The WP Duplicate plugin for WordPress is vulnerable to missing authorization that enables arbitrary file upload in all versions through 1.1.8. The flaw stems from the absence of a capability check on the process_add_site AJAX action together with path traversal in the upload code, allowing an authenticated user to set the prod_key_random_id option and subsequently abuse the handle_upload_single_big_file function for unauthenticated file writes that result in remote code execution. The issue carries a CVSS 3.1 score of 8.8 and is tracked under CWE-862.
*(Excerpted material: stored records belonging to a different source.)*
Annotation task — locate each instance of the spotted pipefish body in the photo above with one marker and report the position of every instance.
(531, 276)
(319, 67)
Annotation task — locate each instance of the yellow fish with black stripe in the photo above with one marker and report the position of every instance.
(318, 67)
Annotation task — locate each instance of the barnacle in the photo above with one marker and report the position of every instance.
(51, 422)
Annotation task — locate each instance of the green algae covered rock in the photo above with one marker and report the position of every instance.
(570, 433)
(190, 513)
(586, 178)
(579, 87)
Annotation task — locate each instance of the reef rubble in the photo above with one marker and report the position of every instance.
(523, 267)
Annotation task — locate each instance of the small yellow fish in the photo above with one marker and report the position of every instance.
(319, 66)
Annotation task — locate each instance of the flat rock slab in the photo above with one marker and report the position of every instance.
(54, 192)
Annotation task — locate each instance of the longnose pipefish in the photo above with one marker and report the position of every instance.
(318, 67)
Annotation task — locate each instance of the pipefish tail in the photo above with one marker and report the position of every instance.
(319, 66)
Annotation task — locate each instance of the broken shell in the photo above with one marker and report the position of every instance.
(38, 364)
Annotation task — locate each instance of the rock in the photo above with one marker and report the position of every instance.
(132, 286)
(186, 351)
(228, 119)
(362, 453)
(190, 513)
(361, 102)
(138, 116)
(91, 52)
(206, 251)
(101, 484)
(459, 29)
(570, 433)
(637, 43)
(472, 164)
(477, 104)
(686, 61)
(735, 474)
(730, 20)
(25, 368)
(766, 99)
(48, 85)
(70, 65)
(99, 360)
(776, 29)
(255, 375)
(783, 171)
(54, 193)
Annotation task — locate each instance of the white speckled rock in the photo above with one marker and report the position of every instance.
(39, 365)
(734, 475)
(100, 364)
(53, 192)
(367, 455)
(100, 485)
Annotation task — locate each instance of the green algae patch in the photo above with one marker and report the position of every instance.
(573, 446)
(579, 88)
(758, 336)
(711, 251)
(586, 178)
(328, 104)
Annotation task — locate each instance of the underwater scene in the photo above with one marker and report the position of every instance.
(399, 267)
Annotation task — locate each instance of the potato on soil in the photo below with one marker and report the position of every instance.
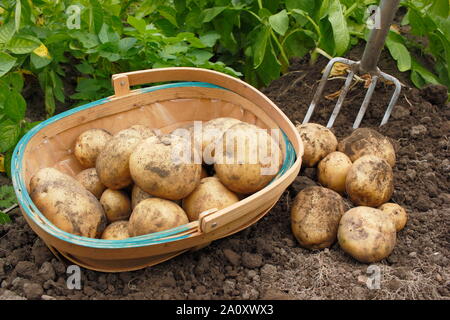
(247, 158)
(117, 230)
(318, 142)
(113, 161)
(209, 194)
(67, 204)
(89, 144)
(332, 171)
(315, 217)
(154, 215)
(398, 214)
(89, 179)
(366, 234)
(212, 132)
(137, 195)
(116, 204)
(370, 181)
(365, 141)
(162, 167)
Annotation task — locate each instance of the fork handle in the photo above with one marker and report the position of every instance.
(377, 37)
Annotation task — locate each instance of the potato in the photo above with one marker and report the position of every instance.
(370, 181)
(67, 204)
(137, 195)
(366, 234)
(247, 158)
(318, 142)
(116, 204)
(315, 217)
(154, 215)
(365, 141)
(209, 194)
(117, 230)
(89, 144)
(156, 168)
(332, 171)
(398, 214)
(89, 179)
(212, 131)
(113, 161)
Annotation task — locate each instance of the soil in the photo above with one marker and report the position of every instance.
(265, 261)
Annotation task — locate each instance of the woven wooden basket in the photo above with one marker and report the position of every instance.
(206, 95)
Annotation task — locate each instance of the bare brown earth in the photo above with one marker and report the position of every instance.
(265, 261)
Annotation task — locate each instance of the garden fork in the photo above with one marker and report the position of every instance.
(367, 64)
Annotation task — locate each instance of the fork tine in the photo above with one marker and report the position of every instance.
(366, 102)
(337, 107)
(320, 89)
(398, 88)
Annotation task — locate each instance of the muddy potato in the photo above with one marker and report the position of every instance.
(366, 234)
(370, 181)
(212, 131)
(332, 171)
(154, 215)
(159, 167)
(315, 217)
(318, 142)
(365, 141)
(137, 195)
(67, 204)
(397, 213)
(113, 161)
(247, 158)
(209, 194)
(116, 204)
(89, 179)
(89, 144)
(117, 230)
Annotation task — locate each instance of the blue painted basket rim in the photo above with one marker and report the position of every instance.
(140, 241)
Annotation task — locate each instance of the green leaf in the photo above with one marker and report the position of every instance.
(211, 13)
(305, 5)
(279, 22)
(9, 134)
(138, 24)
(210, 38)
(6, 63)
(6, 32)
(339, 25)
(15, 106)
(23, 44)
(18, 14)
(259, 46)
(400, 53)
(7, 199)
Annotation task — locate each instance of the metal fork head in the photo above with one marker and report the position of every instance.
(354, 67)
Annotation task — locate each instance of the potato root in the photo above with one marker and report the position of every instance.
(90, 180)
(332, 171)
(117, 230)
(366, 234)
(315, 217)
(318, 142)
(397, 213)
(116, 204)
(89, 144)
(209, 194)
(370, 181)
(365, 141)
(154, 215)
(67, 204)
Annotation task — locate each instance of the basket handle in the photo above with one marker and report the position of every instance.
(123, 81)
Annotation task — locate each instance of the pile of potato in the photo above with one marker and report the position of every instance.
(132, 186)
(361, 167)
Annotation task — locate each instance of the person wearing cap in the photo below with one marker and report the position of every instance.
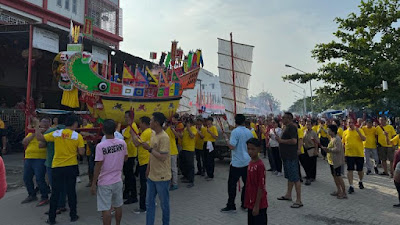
(370, 147)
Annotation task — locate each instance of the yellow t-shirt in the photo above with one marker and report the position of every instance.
(382, 137)
(340, 132)
(143, 154)
(66, 144)
(160, 170)
(89, 125)
(189, 143)
(172, 141)
(354, 146)
(323, 133)
(300, 134)
(33, 151)
(315, 128)
(208, 137)
(254, 134)
(370, 134)
(199, 140)
(395, 141)
(132, 149)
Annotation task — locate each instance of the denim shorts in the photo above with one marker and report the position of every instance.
(291, 168)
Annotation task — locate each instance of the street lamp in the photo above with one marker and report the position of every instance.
(287, 65)
(304, 94)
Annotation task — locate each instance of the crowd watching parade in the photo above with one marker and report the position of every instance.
(136, 162)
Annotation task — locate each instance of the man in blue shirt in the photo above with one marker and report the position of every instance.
(240, 160)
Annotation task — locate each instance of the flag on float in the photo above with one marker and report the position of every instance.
(127, 73)
(175, 77)
(150, 77)
(140, 76)
(95, 66)
(163, 78)
(153, 55)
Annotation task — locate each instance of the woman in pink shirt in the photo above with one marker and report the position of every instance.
(3, 182)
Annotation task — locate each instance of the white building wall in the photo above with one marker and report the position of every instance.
(37, 2)
(67, 8)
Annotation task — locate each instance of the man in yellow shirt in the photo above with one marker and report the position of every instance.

An authenticated subscriber-level attacker can first invoke the unprotected AJAX handler to configure the internal prod_key_random_id value. An unauthenticated attacker can then leverage that value to bypass authentication checks and write arbitrary files to the server, achieving remote code execution on the affected WordPress site.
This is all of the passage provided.